In Section 2, we will analyse the epistemic tasks in clinical decision-making and suggest that human and artificial intelligence each have different capacities to fulfil specific kinds of epistemic tasks. In order to achieve a high quality decision-making process for diagnosis and treatment of patients, human and artificial intelligence should complement each other in performing these epistemic tasks. For example,knowledge-based CDSSs , on the one hand, can function as an automated ‘handbook’ that efficiently supports searches by clinicians.Data-driven CDSSs , on the other hand, may identify patterns in data that are inaccessible to humans or detect similarity of data patterns among patients, thus providing a diagnosis and suggesting a possible treatment.3,8,10,12,13 Clinicians, in turn, deal with individual patients, and will diagnose based on existing data and their experience. They will find the most suitable treatment taking into account both the diagnosis, the personal situation of the patient, and the local situation of the hospital. In arriving at a suitable treatment, they may also consult colleagues and deliberate with them. In other words, the CDSS makes a proposal for treatment based on the diagnosis only, i.e., without taking into account the specific context of the patient. We will conclude that, when using a computer-based CDSS, clinicians have an epistemological responsibility to collect ,contextualize and integrate all kinds of clinical data and medical information about an individual patient similar to when usingevidence based medicine. 11,14
Section 3 elaborates on what is needed for good use of computer-based CDSSs in clinical practice. We suggest that, since clinical decision-making involves a complex and demanding cognitive process for which they bear ultimate responsibility, it is more appropriate to think of a CDSSs as a clinical reasoning support system (CRSS) rather than a decision support system. Based on this analysis, some suggestions can be made on what this implies for the collaborations of clinicians and CRSSs. We will conclude that for CRSSs this means that: 1) CRSSs are developed on the basis of relevant and well-processed data, the preparations of which requires human expertise; 2) the system facilitates an interaction with the clinician, allowing the clinician to ask questions that a CRSS answers and thereby also providing some insight into how the answer is created; and 3) there is a clear empirical relationship between the data generated by the CRSS and the information of the individual patient, providing empirical justification for the use of the CRSS in reasoning about that patient. Conversely, clinicians must have cognitive skills to perform epistemic tasks that cannot performed by the CRSS (such as collecting, contextualizing and integrating data on individual patients) and to understand the (CRSS supported) clinical reasoning for each specific patient to the extent that they can still take responsibility for the outcome.

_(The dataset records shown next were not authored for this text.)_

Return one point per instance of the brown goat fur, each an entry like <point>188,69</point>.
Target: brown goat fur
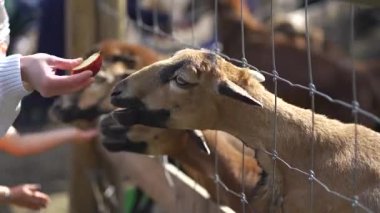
<point>176,143</point>
<point>181,146</point>
<point>198,90</point>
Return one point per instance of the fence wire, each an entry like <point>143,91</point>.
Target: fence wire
<point>274,74</point>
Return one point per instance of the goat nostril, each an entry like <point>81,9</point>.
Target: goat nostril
<point>116,93</point>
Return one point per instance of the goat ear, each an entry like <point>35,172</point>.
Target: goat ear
<point>200,140</point>
<point>232,90</point>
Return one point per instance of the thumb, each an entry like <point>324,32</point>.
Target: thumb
<point>63,63</point>
<point>33,187</point>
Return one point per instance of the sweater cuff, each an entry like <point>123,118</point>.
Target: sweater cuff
<point>10,77</point>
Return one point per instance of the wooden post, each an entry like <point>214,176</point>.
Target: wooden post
<point>87,24</point>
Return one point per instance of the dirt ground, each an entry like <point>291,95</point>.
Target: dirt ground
<point>50,169</point>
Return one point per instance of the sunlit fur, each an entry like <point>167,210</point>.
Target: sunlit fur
<point>202,107</point>
<point>180,145</point>
<point>175,143</point>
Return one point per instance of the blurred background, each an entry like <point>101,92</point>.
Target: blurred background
<point>69,28</point>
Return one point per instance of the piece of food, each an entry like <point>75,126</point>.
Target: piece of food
<point>93,63</point>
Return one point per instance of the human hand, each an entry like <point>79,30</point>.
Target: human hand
<point>28,196</point>
<point>38,71</point>
<point>86,135</point>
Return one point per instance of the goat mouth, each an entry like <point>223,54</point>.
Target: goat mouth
<point>117,146</point>
<point>132,116</point>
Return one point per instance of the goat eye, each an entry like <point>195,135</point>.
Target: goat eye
<point>100,80</point>
<point>182,82</point>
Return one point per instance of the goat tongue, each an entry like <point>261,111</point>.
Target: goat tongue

In Section 4, finally, we will defend that proper implementation of CRSS allows clinicians to combine their (human) intelligence with the artificial intelligence of the CRSS into hybrid intelligence , in which both have clearly delineated and complementary tasks. We will sketch out how the epistemic tasks can be divided between the clinician and the system, based on their respective capacities. CRSS, for example can assist in cognitive tasks that humans are notoriously bad at, such as the statistical reasoning, or finding patterns in complex data. The task of clinicians is to incorporate the outcomes of CRSS into medical reasoning, by asking questions that the machine (CRSS) can answer, and by interpreting, integrating and contextualizing the outcome of the system. We conclude that the configuration such a hybrid intelligence poses requirements on the side of the CRSS as well as the clinician.